Jornada Semanal,  domingo 21 de diciembre  del 2003             núm. 459
ME DUELE EL HIPOCONDRIO

Hace poco leí en una revista que Woody Allen es tan hipocondríaco que tiene un vasto ejército de médicos en la nómina. Según el artículo, a pesar de que los médicos le han asegurado varias veces que está sano, Allen se hace una batería de exámenes cada mes; algunos de ellos molestos, otros dolorosos y todos caros. Al leer esto no pude evitar la comparación entre Allen y el escritor Ryszard Kapuscinski, quien cuenta en Ébano, sin patetismo ni autocompasión, cómo fue el primer ataque de malaria que padeció.
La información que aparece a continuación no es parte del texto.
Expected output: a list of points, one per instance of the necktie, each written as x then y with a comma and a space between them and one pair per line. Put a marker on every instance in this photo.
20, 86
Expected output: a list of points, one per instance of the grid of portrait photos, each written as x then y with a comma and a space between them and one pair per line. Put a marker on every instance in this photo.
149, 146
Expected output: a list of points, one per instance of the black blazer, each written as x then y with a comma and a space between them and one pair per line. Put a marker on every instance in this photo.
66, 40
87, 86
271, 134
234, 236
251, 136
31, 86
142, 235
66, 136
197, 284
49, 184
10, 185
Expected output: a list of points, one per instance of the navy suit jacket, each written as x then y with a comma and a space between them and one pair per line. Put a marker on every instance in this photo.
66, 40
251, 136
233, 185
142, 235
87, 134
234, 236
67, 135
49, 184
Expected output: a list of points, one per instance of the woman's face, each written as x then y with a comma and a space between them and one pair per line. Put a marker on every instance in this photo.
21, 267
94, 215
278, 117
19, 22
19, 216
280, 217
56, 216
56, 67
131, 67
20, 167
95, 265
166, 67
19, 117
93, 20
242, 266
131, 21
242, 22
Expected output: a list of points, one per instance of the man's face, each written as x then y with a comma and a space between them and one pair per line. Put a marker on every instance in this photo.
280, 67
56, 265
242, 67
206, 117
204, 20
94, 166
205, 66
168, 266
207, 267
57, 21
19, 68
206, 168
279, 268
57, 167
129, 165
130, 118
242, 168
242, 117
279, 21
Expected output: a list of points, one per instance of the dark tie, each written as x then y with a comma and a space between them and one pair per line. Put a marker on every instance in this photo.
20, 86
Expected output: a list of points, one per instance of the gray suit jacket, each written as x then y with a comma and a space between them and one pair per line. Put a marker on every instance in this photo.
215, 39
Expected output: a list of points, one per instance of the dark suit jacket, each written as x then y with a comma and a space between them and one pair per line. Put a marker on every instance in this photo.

Los temblores lo sacudieron con tal violencia que se vio obligado a pedirle a la familia africana que lo hospedaba que le pusieran encima un colchón y luego se sentaran todos sobre él. Y a pesar de este detalle hilarante y cruel, me queda la impresión de que ha sufrido más Woody Allen en el lujoso hospital neoyorkino donde les da lata a los médicos, que Kapuscinski, circunspecto y zarandeado por la fiebre en aquella aldea remota de África. Me imagino a Allen ataviado con una de esas humillantes batas hechas con tela Yes, las flacas piernas colgando de la orilla de la cama, escuchando a los médicos decirle, de nuevo, que está bien. Que no tiene nada. Y el pobre suda y piensa: "Se les fue algo importante…" En cambio Kapuscinski, en cuanto puede dar un vacilante paso, se alegra y retoma su peligrosísima vida.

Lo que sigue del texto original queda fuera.